I think I'll get a spray can of Rust-Oleum self-etching primer and re-prime the rivets and other places where this morning's sanding exposed bare metal again and let it dry till tomorrow. 

Then tomorrow evening shoot a thin coat of the thinned M691 to see it revives the color over the whole hull.
If so, shoot the rest of the hull exterior with thinned M691, trying to use up the half gallon in three more spray coats 24 hours apart. I think I'll move the boat out of the garage into the sun in the morning as well to let it bake in the sun through the day too. 

Any other ideas/advice I'd like to hear. 

Thanks Again....


----------



## Johnny (Aug 17, 2015)

wow - it seems like you know what you are doing.

I can only "theorize" as to the air application method.
With everything considered, humidity and temperature may not be a factor.
I have "heard" about atomization or vehicle separation when a product is sprayed on.
basically meaning, the fluid was too thick, thus getting the spurting.
Not the proper ratio of vehicle (like varnish) and color with the thinner.
So when the fluid leaves the nozzle, it is mixed with the air, when it falls to the surface,
it is already on its way to hitting that thin line of air drying - not "curing", but drying.
This will prevent the applied fluid to settle for a minute or two to really get bonded to the surface.
example: automotive paint. You have the base coat, then a reducer then a thinner. All must be
mixed in the correct ratio in order to work. If the spray gun is held too far away from the surface,
this effect will happen just as you experienced. And must be sanded down and repainted. (from experience).
So I can only guess that your paint was too thick for the atmospheric conditions
and also, the spray gun was too far away from the surface.

If you can, sand down a portion of your boat bottom.

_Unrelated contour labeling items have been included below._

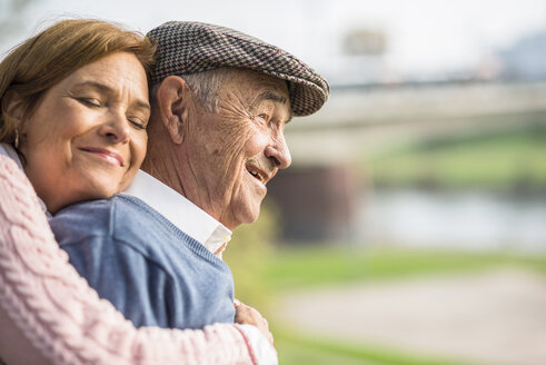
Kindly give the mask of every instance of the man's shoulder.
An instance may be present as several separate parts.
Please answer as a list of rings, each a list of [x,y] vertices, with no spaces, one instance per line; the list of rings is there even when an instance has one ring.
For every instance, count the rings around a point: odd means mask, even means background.
[[[155,215],[143,201],[120,194],[68,206],[50,218],[49,224],[61,245],[99,236],[135,243],[143,233],[149,234],[147,227],[157,221]]]

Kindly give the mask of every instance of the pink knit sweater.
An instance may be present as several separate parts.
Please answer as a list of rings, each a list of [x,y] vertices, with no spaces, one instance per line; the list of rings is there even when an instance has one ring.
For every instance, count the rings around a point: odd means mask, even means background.
[[[237,325],[135,328],[57,245],[34,190],[0,155],[0,357],[7,364],[256,364]]]

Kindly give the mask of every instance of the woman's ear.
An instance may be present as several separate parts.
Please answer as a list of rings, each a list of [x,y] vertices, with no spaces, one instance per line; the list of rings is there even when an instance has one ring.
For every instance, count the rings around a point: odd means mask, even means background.
[[[20,125],[24,116],[24,100],[13,90],[8,90],[3,95],[1,108],[2,117],[14,121],[16,126]]]
[[[180,145],[185,137],[185,120],[188,112],[189,88],[178,76],[167,77],[157,91],[157,107],[161,121],[167,128],[171,140]]]

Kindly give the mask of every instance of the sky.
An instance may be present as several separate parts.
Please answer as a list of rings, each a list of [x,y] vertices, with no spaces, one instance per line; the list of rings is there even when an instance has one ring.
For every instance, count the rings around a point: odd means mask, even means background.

Maybe 2x3ft.
Use the suggested thinner and hold your spray gun a little closer to your surface, about 12-14"
Then, paint with a paint brush or roller, the same size area and let it dry 24 hours 
and do the scratch test again. A full wet coat, either sprayed or brushed should work as it should.


I have never sprayed Duralux so I don't know the specs as to the film thickness or air pressure.
If either test is not to your expectations, call the Duralux Technical office.
OR, call them first for the correct film thickness and air pressure.
I will be spraying a wood boat tomorrow with Rust-Oleum Filler Primer. 
My temps are mid 90s and the humidity is there as well. Everything is WET around here.
I can only hope that it will cure before the afternoon rains begin.

OH - if you are going to reprime the rivets with self etching primer, this could lead to
more problems down the road. If S.E. Primer is applied to existing paint, it "may" tunnel
or migrate under the existing paint creating an avenue for corrosion. your call.

Please keep us posted as to any of your testing.


----------



## poxyPonce (Aug 17, 2015)

Thanks Johnny, 
While washing the boat and prepping for the next round that's what I'm thinking. 
There was separation between pigment and reducer during spraying.
Funny thing is I had to dial the width down all the way and move in close to actually get coverage. 
Even better, when I went to clean the gun, the air cap was seized to the fluid nozzle and both unscrewed together. 
It seemed heavy on pigment in the set when they separated. 

What I seem to now have is a well primed hull, close to the color I want it (when wet).
Based on all that I've read, highest probability for satisfaction seems to come from roll and tip. 
I think it's better for me to go this way with the remaining half gallon rather than mess around further. 
I'm already a week behind. 

I'm open to any other feedback...

Thanks Again...


----------



## Johnny (Aug 17, 2015)

Roll and Tip is for SPEED painting....... are you in a hurry ???
I have painted 3 story homes in the 5,000 square foot range with the
Spray and Roll and Roll and Tip methods. Hurry up and get it done.
I find painting very enjoyable and relaxing. I painted my 14' V hull with
a 3" brush with a glass of Ice Tea and in the shade. That is my kinda day.
You have more control over your "wet edge" just by being careful, using the right 
amount of thinner for the circumstances at hand and it is done before you know it.
Also, with a little care, you will have just as a slick finish as if you had sprayed it - without the mess.
You are not painting a 800,000 gallon water tank - you are painting a small BOAT.
So many people overthink this part of their project and make it harder than it has to be.

a day outside might be good for what you have put down. Not necessarily baking in the sun,
just outside in the fresh air .........

Keep us posted


----------